I am given a VCF file to analyze. In the last field, occasionally is some rows I see: AF1000G=x
where x
is a positive number less than 1
. (see following for as an example)
What does this mean??
Generally, where I should find more information about the meaning of different things/annotations in a VCF file?
PLEASE NOTE that: I've already looked into different references/manuals on VCF files here, here, here, here, and here, but none of them talks about details and the related biological meanings (e.g. none talks about AF1000G=x
)
chr1 2643652 rs200640386 C CG . PASS SOMATIC;QSI=48;TQSI=1;NT=ref;QSI_NT=48;TQSI_NT=1;SGT=ref->het;MQ=60.00;MQ0=0;RU=G;RC=8;IC=9;IHP=8;SomaticEVS=16.79;AF1000G=0.022764;CSQT=1|TTC34|ENST00000401095.7|intron_variant,1|TTC34|NM_001242672.1|intron_variant;CSQR=1|ENSR00001740603|regulatory_region_variant DP:DP2:TAR:TIR:TOR:DP50:FDP50:SUBDP50:BCN50 28:28:26,26:0,0:0,0:27.79:2.08:0.00:0.07 86:86:36,36:39,43:12,10:82.16:2.39:0.00:0.02
This must be explained in the header of the VCF. I assume it is the allele frequency of the ALT allele in the 1000Genomes project, which was a whole-genome-sequencing project in different human populations from a few years ago, aiming to find common human variation.
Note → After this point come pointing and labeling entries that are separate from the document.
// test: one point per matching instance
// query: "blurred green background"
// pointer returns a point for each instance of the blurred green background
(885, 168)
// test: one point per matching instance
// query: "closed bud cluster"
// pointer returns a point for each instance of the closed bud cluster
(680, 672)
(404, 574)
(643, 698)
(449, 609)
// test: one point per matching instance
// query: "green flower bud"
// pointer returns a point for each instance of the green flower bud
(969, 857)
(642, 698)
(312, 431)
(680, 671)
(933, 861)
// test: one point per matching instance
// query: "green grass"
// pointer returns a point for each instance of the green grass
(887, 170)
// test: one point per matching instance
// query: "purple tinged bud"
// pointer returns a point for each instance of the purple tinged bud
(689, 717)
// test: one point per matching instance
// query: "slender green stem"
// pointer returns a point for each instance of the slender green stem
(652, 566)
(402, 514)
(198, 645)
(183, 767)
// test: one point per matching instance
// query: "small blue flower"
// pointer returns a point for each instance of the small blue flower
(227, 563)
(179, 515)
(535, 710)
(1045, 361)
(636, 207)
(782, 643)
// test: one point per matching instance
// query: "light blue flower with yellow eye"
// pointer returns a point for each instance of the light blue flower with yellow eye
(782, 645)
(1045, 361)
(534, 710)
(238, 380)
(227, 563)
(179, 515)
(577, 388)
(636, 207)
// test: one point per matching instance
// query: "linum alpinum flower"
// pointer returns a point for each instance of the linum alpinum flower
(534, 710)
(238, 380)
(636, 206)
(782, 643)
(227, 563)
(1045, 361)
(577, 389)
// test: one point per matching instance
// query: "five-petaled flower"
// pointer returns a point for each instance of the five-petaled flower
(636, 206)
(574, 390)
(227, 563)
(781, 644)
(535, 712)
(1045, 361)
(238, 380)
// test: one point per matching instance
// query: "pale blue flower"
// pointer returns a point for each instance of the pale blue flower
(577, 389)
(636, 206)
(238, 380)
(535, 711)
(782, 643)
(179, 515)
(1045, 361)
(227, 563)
see here: https://support.illumina.com/help/BaseSpace_App_WGS_v5_OLH_15050955_02/Content/Source/Informatics/Apps/IAE_app.htm (first hit on DDG)
Thank you! Yes; it says so in the header:
What can be inferred about the variation in the corresponding row of the VCF file?
If the float number is like 0.95, then the ALT allele is present in 95% of all the samples sequenced in the 1KG project. That is then a very common variant. Depends on you what you make out of this information. If you want to explain or connect a disease with such a mutation, you will have a hard time convincing people that this variant is causal, rather than one that has an AF of 0.00001 or even 0 in a healthy human population.